Это был единственный бассейн, после воспоминаний о котором Мамаджи умолкал: ему не хватало слов, чтобы описать все его прелести.

Мамаджи вспоминал, а отец мечтал.

И вот, когда я пришел в этот мир, став последним желанным приобретением в нашем семействе через три года после рождения Рави, меня так и назвали — Писином Молитором Пателем.

 

 

ГЛАВА 4

 

Наша старая добрая страна уже семь лет как была республикой, после того как приросла еще одной маленькой территорией. Пондишери вошел в Индийский Союз 1 ноября 1954 года. Одно событие местного значения тотчас повлекло за собой другое. Часть земель Пондишерийского ботанического сада отошла под замечательное дело, притом безвозмездно: в Индии был заложен новый зоопарк, и обустроили его в соответствии с самыми современными и разумными с точки зрения биологии требованиями.

Зоопарк был огромный, площадью в несколько акров, — до того огромный, что объехать его можно было разве только на поезде, хотя чем старше я становился, тем меньше он мне казался, как, впрочем, и поезд. Теперь же он стал такой маленький, что целиком умещается в моей памяти. Представьте себе жаркий, влажный уголок, утопающий в солнечных лучах и ярких красках. Там все цветет буйным, неувядающим цветом.
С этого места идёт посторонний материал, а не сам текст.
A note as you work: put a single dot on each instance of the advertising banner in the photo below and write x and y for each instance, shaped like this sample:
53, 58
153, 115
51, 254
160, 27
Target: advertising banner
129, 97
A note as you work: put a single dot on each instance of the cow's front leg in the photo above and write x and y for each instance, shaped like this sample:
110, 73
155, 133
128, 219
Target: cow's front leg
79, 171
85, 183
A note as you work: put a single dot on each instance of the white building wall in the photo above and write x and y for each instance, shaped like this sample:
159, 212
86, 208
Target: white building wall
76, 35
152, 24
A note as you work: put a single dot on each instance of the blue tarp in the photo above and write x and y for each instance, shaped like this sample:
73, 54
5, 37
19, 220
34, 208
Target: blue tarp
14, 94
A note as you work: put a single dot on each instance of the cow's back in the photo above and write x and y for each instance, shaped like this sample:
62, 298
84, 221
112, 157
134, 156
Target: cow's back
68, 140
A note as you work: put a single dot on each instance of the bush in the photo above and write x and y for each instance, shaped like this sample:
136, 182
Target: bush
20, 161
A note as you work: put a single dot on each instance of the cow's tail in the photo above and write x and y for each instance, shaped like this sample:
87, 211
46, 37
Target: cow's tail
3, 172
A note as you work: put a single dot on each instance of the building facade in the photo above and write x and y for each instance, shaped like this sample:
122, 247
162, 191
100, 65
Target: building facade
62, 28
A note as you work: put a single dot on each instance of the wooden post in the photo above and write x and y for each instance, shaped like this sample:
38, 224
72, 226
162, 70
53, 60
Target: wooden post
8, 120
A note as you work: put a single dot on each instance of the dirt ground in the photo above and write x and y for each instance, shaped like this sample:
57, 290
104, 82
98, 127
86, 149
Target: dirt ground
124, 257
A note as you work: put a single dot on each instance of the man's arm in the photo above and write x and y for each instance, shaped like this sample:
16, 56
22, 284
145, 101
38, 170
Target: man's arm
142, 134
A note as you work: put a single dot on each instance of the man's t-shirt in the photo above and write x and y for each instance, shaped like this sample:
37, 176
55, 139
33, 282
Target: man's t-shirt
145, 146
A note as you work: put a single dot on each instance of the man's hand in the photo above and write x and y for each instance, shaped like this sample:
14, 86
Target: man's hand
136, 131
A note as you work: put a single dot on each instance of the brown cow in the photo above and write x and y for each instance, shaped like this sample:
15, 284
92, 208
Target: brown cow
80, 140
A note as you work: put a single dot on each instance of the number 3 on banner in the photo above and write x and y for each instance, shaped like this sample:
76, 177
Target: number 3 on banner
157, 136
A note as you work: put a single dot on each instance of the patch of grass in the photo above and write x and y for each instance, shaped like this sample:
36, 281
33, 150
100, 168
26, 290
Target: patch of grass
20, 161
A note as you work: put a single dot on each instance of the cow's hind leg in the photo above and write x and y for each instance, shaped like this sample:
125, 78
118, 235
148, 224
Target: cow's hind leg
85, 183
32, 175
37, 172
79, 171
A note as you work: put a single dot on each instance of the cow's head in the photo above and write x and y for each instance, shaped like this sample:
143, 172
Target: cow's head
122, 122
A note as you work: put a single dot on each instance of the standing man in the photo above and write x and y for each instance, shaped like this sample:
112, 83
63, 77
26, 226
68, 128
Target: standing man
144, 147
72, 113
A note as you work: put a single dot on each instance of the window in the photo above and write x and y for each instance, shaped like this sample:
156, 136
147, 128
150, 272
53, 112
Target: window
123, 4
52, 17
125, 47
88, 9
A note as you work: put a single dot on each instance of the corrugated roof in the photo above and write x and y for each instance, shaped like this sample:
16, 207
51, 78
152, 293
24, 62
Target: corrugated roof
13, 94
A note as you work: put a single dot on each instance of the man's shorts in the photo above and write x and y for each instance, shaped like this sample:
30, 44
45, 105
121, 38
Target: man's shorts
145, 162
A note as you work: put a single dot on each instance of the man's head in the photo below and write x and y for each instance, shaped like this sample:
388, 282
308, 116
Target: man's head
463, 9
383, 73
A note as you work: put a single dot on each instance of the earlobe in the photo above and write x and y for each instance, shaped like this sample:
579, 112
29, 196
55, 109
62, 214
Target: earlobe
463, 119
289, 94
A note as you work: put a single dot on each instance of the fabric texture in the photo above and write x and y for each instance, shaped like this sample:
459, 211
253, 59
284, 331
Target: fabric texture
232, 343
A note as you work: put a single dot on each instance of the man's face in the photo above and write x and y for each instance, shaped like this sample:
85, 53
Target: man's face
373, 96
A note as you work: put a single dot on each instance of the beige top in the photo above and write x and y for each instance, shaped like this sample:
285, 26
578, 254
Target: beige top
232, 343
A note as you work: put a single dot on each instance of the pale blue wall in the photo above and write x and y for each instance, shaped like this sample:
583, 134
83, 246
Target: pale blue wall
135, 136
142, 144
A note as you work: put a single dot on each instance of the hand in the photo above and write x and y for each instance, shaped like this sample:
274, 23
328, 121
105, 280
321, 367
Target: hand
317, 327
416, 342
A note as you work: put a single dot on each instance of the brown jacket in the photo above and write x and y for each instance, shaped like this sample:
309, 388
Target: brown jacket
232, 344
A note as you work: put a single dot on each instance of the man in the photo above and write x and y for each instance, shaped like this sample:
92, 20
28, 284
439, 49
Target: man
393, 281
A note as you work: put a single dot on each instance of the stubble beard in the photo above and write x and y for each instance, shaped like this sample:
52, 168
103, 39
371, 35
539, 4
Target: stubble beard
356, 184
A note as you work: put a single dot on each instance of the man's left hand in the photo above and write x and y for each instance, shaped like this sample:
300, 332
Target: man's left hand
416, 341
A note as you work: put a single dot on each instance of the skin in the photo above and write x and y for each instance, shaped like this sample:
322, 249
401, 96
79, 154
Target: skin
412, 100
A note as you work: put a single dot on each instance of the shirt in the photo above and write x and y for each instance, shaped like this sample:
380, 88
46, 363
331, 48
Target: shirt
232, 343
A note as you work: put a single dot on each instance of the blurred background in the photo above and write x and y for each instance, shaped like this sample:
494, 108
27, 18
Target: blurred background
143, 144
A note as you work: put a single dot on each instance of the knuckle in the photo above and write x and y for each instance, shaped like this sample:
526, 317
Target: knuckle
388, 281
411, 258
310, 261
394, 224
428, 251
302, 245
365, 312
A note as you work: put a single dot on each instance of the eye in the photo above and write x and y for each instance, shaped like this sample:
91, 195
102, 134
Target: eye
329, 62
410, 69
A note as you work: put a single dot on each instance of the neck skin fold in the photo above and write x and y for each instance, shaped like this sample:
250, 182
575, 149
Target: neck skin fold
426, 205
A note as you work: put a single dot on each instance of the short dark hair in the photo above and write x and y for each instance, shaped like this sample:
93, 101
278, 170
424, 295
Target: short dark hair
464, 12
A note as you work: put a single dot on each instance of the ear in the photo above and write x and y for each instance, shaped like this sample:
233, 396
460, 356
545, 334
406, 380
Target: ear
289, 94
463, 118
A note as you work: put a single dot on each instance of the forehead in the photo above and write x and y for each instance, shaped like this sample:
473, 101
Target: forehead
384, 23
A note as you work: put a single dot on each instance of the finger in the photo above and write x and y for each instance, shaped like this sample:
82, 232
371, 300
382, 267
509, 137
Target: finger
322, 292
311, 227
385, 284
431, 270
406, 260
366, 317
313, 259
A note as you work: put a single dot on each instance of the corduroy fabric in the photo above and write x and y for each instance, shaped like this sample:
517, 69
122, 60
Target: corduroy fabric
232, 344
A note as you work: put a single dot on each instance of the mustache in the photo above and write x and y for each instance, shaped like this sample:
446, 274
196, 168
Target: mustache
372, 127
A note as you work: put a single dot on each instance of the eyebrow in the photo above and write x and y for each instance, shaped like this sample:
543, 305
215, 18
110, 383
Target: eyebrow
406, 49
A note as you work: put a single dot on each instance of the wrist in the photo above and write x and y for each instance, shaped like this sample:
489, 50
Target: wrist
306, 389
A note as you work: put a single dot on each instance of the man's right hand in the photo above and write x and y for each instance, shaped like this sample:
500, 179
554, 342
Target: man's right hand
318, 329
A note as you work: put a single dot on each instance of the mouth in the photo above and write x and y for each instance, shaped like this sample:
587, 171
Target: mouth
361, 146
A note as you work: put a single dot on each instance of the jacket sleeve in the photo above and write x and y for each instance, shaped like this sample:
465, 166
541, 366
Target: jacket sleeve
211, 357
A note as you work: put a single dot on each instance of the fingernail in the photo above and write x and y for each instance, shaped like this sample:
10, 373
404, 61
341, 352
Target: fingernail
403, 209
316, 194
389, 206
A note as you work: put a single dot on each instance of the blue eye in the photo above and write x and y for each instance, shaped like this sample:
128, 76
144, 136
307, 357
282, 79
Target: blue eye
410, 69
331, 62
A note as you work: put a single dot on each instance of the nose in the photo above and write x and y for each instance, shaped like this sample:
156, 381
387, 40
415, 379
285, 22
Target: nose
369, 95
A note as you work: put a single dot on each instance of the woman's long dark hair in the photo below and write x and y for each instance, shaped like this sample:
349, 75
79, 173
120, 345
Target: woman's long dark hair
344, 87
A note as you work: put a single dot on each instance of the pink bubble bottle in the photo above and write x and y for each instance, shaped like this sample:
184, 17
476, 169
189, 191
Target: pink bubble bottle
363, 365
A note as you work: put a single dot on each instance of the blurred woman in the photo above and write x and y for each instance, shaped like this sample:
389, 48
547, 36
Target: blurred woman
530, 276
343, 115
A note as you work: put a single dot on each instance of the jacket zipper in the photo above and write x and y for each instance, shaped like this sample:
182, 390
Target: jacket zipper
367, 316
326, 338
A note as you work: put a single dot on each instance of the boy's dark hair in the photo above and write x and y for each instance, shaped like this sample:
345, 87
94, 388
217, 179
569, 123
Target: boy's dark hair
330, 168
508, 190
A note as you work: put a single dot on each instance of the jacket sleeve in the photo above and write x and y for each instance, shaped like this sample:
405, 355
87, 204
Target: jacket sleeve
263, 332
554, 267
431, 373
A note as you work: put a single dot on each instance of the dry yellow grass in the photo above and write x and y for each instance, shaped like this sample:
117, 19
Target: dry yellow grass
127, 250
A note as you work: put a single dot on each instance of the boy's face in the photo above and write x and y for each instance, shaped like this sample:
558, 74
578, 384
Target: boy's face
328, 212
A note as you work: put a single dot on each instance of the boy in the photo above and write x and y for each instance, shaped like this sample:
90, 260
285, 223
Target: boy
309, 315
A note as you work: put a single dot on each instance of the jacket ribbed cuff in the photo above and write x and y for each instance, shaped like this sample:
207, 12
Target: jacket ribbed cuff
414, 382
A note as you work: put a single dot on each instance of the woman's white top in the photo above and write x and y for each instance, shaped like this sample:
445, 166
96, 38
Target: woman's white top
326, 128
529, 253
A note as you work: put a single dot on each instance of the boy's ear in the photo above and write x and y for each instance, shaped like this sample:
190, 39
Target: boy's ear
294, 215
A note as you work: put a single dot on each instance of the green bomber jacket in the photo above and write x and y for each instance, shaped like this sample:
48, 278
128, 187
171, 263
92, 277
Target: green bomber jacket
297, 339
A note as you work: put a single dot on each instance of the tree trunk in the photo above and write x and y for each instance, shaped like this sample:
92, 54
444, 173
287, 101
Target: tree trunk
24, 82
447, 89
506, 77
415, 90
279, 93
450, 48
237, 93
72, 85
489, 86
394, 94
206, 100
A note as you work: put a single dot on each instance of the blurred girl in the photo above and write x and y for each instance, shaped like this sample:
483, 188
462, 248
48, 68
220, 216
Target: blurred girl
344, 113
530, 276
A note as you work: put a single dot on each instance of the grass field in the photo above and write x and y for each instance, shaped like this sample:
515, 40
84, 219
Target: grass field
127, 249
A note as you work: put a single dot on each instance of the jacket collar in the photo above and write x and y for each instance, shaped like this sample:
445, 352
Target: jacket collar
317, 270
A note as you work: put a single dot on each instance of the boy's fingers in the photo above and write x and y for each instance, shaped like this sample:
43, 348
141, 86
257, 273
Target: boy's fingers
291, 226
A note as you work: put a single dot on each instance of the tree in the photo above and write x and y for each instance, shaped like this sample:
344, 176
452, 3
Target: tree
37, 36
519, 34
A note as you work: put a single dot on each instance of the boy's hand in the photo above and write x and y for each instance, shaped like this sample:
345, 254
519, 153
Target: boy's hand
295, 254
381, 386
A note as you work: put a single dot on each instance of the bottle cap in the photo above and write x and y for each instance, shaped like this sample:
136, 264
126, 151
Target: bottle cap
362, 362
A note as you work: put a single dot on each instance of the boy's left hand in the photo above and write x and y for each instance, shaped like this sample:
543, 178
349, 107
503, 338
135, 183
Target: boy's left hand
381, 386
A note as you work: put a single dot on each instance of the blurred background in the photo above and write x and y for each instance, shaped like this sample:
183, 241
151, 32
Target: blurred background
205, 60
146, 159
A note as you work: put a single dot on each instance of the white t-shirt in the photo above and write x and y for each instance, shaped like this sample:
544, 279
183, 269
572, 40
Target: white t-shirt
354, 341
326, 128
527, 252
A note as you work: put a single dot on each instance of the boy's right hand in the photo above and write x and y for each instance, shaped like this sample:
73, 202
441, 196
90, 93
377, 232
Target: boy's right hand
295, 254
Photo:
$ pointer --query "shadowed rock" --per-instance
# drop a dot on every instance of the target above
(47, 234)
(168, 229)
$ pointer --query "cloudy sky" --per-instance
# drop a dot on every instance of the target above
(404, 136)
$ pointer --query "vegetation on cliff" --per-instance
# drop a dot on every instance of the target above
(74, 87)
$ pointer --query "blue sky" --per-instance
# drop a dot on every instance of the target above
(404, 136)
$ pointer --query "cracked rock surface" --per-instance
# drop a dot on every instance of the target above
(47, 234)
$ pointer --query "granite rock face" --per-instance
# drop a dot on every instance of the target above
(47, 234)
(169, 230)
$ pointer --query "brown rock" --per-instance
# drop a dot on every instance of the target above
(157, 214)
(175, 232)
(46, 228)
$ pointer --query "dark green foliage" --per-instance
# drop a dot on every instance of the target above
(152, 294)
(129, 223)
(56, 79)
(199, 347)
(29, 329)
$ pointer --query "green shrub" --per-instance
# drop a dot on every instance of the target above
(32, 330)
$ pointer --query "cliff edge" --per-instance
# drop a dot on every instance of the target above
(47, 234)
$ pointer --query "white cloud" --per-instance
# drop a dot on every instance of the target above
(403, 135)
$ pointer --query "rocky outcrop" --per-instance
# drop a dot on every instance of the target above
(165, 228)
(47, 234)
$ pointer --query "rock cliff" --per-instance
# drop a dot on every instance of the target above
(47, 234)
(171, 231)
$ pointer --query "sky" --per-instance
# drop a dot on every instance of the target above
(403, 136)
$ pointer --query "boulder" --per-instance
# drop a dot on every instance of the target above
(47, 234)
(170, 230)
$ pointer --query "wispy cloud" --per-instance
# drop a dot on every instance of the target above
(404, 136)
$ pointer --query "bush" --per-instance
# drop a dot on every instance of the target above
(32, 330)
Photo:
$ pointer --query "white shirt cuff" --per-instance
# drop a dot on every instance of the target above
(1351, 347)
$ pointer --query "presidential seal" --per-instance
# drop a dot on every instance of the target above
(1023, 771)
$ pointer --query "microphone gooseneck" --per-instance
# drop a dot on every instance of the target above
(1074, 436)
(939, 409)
Куда ни глянь — непроходимые заросли деревьев, кустарников, лиан: и священные фикусы, и делоникс королевский, что именуют еще «пламенем леса», и красный хлопчатник, и джакаранда, и манго, и хлебные деревья, и бог весть какие еще, чьи названия так и остались бы для вас загадкой, если б не вбитые рядом памятные таблички. Скамейки — на каждому шагу. На скамейках всегда кто-то лежит и спит, а кто-то просто сидит, как те парочки юных влюбленных — они робко, тайком переглядываются, а руки их, соприкоснувшись, будто застывают в воздухе. И тут вдруг замечаешь, что из-за высоких древесных крон за тобой без всякого стеснения подглядывает совсем другая парочка — жирафов. И это далеко не последний сюрприз. Уже через мгновение ты вздрагиваешь от оглушительных воплей обезьян, стаей проносящихся мимо, но их тут же заглушают пронзительные крики диковинных птиц. Подходишь к турникету. Взволнованно расплачиваешься — так, мелочь. Идешь дальше. Видишь маленькую стену. И что же там — за маленькой стеной? Не мелкая же яма с парой огромных индийских носорогов? Но как раз она-то там и находится. А когда поворачиваешь голову, упираешься взглядом в слона: ну и громадина — с ходу и не узнаешь. Зато без труда узнаешь плещущихся в пруду гиппопотамов. Словом, чем дольше смотришь, тем больше подмечаешь. Вот он какой, Зоотаун!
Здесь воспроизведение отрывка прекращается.